Other than the emotional impact that revelations last month might still be having on Rooney and his family, the historical context of sleazy behaviour by a range of England players is not strictly relevant here. But it does point us to raise the question: how much are supporters supposed to put up with? How far from reality can these players ascend (descend) before we cease to see in them that which was so recognisable and appealing in the first place? Sport is made such a compelling spectacle in part by distilling and dramatising human endeavour. It is that which, lest we forget, leads supporters to part with ever-spiralling wads of hard-earned to pay the wages of its stars. But if our heroes can no longer be recognised as one of us, will we love them?

For we have loved Wayne Rooney. He was ‘crucial’ to our chances in the 2006 World Cup despite beginning the tournament with one leg, and he was equally crucial to our chances last summer. While he flopped, so did England. While he oozes skill, for many fans he also embodies what they love about football and about themselves: the honesty, the passion, the love for the game. The love heaped upon Rooney is clearly something which, at some time at least, mattered to Rooney. His outburst against England fans who booed the team’s World Cup draw with Algeria showed he found it difficult to deal with not being adored.

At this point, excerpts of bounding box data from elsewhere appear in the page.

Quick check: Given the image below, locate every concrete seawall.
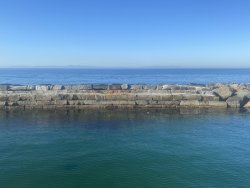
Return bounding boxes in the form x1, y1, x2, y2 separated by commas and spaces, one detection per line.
0, 83, 250, 109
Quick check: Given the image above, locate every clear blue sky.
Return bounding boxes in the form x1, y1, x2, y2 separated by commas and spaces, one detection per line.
0, 0, 250, 67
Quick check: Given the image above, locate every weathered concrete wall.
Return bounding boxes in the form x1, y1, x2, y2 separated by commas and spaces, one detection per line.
0, 84, 250, 108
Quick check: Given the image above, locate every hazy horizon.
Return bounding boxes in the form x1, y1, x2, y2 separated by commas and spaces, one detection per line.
0, 0, 250, 68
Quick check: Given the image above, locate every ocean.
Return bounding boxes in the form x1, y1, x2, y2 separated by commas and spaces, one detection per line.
0, 109, 250, 188
0, 68, 250, 84
0, 68, 250, 188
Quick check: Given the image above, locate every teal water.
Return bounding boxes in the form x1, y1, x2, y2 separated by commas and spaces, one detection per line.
0, 109, 250, 188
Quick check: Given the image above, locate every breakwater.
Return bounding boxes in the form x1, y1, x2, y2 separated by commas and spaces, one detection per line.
0, 83, 250, 109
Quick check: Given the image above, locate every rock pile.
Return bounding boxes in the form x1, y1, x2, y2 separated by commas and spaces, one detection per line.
0, 83, 250, 108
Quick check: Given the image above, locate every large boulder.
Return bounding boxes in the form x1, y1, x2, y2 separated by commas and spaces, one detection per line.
236, 89, 250, 99
213, 85, 234, 100
226, 96, 246, 108
244, 101, 250, 108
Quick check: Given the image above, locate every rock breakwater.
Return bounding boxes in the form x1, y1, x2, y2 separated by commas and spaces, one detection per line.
0, 83, 250, 109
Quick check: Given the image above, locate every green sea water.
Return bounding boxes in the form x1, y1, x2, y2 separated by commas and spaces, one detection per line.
0, 109, 250, 188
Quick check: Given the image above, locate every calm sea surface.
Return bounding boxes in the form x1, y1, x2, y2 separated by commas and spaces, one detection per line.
0, 69, 250, 84
0, 109, 250, 188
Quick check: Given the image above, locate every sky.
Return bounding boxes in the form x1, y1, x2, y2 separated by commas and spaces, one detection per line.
0, 0, 250, 68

Setting aside the fact that Rooney has not played to the sparkling level that made his name for several months, let us remember that prior to this week’s elaborately constructed contractual negotiation, he was already being paid £90,000 a week by Man Utd. He has several lucrative endorsement deals and gets paid every time he plays for

"How wrong is the game?" Ian Holloway has been passionately outspoken on the issue

England. He owns a mansion in Cheshire. In short, he is not short of a few bob. Such a public demand for increased pay seems not just ungrateful, but both insensitive and undignified at a time when his club’s owners are in debt and his fans are asked to pay nearly £50 just to see a first round Carling Cup tie at home to Wolves. It also draws wider, sadder reflections on the significance of player power and the state of football today. Ian Holloway is surely right when he says “football should look at itself.”

If Rooney chooses to play audacious contractual hard ball to secure a wage rise from £90,000 a week to £160,000 a week, while of course accepting huge rewards for his various sponsorship deals (and having sold his wedding to OK magazine), he is eschewing emotion, honesty and passion for the game and cashing in on his assets; smartly making the most of his position. But, that being the case, can we any longer let him off the hook for his (various) transgressions on the grounds that he is just a naive boy who would play football for nothing if it meant he could do it every day?

There are some sportsmen whom fans admire, like Pete Sampras or Tiger Woods. There are some whom they love, like Andrew Flintoff, or, until recently at least, Wayne Rooney.

I think I was able to turn a blind eye to the World Cup flops, the fouls and the foul-mouthed rants. Even the hookers were being forgotten, although the cumulative impact of these might have been starting to tell. No doubt, once he regains form, I will continue to admire Wayne Rooney.

It’s just hard to love him now. To Manchester Utd and England supporters alike, Rooney has made his priorities very clear.

I hope he can live without the love.